I have seen them in small pet stores for the past few months, but I know Petco recently got them in! It's bright orange and the packaging is orange and black. Hard to miss. Definitely would check it out


----------



## NutroGeoff (May 15, 2013)

stbernardlover said:


> I have seen them in small pet stores for the past few months, but I know Petco recently got them in! It's bright orange and the packaging is orange and black. Hard to miss. Definitely would check it out


Oh yeah I have seen those! I have been looking at those for Baxter for a while now. Your dog likes that one?


----------



## Sprocket (Oct 4, 2011)

Gunners favorite is the laser pointer. We have 2 and I once MOVED one over in the closet to get to something else. He heard it and JUMPED UP waiting for me to play with it. I didn't even pick it up and I hadn't used it in MONTHS but he knew...oh he knew.

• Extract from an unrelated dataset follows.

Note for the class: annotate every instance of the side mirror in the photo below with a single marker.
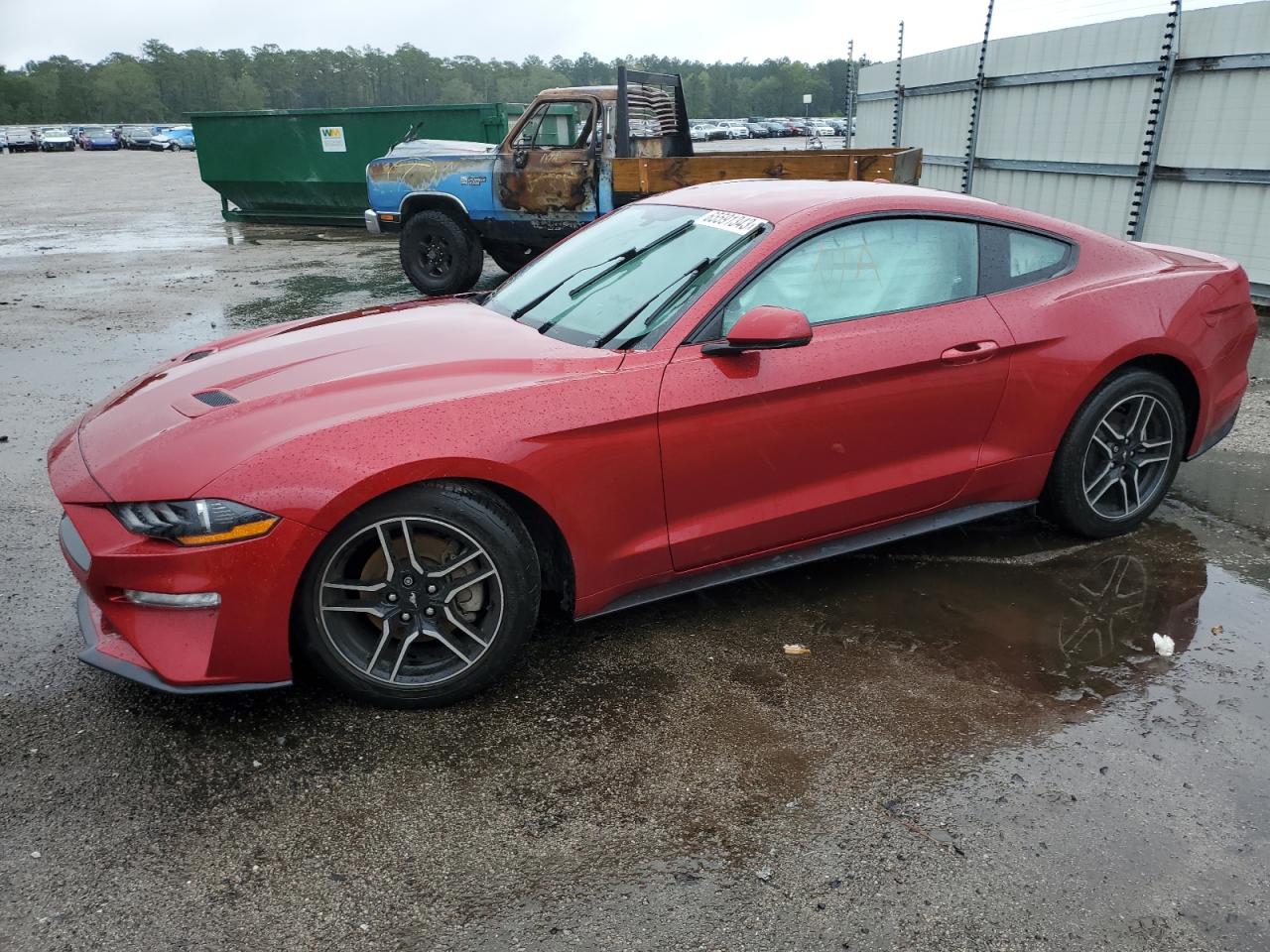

This is him waiting for it the other night.


----------



## Sprocket (Oct 4, 2011)

Sprockets favorite is any ball, really any ball that you throw. Jody loves the chuck it and Mikey likes his soft alligator.


----------



## TheHiddenAngel (Apr 5, 2014)

Charlie loves anything he can play tug with. Rope, etc.


----------



## NutroGeoff (May 15, 2013)

Sprocket said:


> Gunners favorite is the laser pointer. We have 2 and I once MOVED one over in the closet to get to something else. He heard it and JUMPED UP waiting for me to play with it. I didn't even pick it up and I hadn't used it in MONTHS but he knew...oh he knew.
> 
> This is him waiting for it the other night.
> 
> View attachment 10858


I saw these leashes at Petsmart that had a laser pointer attached to them. Haha. It was so funny!


----------



## NutroGeoff (May 15, 2013)

Sprocket said:


> Sprockets favorite is any ball, really any ball that you throw. Jody loves the chuck it and Mikey likes his soft alligator.


Yeah Baxter loves anything thrown. Haha. As long as he can chase after it he is happy. Haha.


----------



## Piglet44 (Feb 16, 2013)

Laser Pointers are a god send in the winter time. We both get to stay inside warm and dry that way and can still run Gir around the house enough to get him panting and wear him out a little.

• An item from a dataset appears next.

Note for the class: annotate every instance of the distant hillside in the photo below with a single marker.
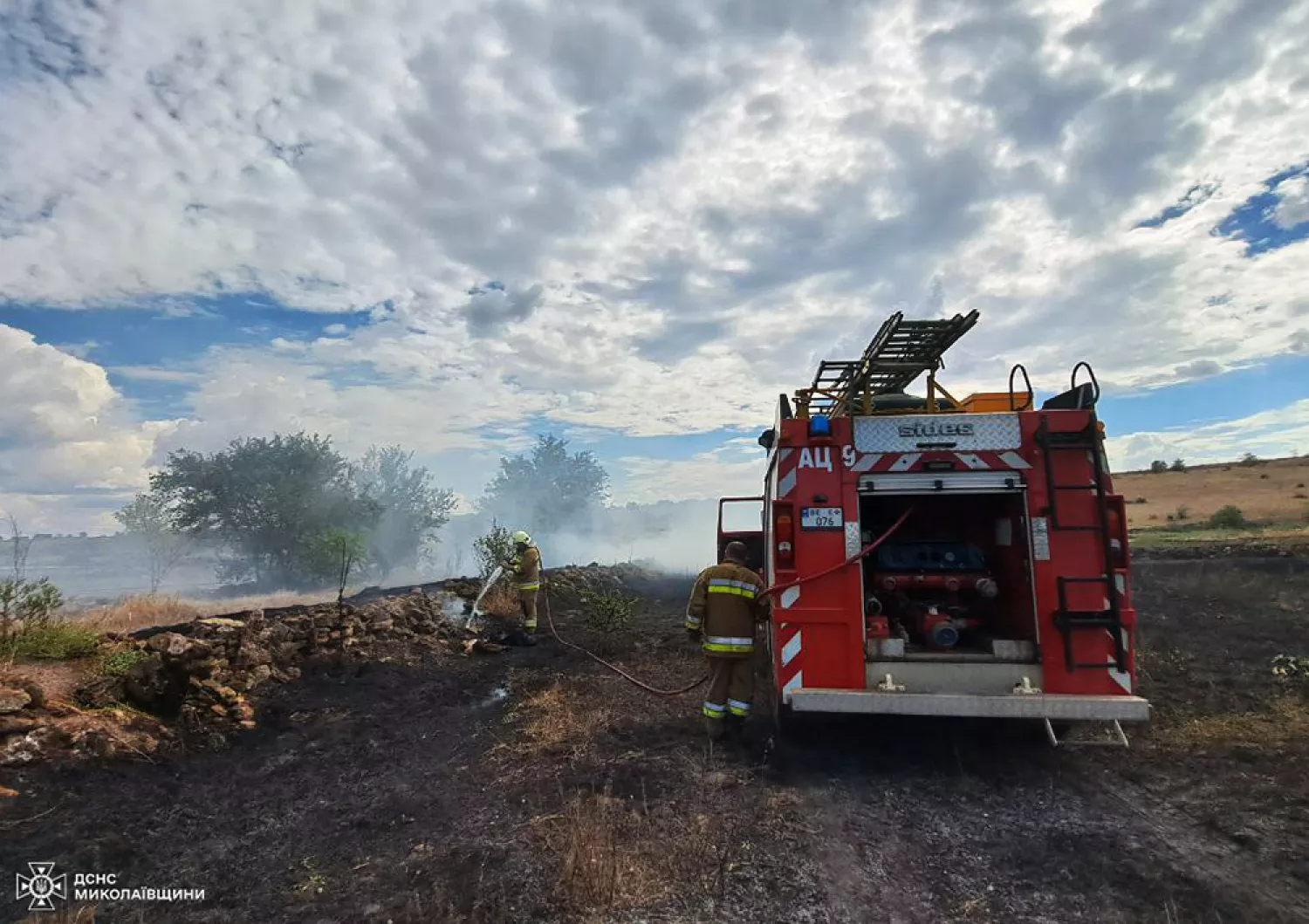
(1266, 492)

Rope toys or any tug toys are some of Gir's favourite but unless you are related to Hercules its impossible to play tug of war with a Staffy for very long without getting a dislocated shoulder.


----------



## NutroGeoff (May 15, 2013)

Piglet44 said:


> Laser Pointers are a god send in the winter time. We both get to stay inside warm and dry that way and can still run Gir around the house enough to get him panting and wear him out a little.
> 
> Rope toys or any tug toys are some of Gir's favourite but unless you are related to Hercules its impossible to play tug of war with a Staffy for very long without getting a dislocated shoulder.


I found that the laser pointer works really well on my little brother too! Hahaha.


----------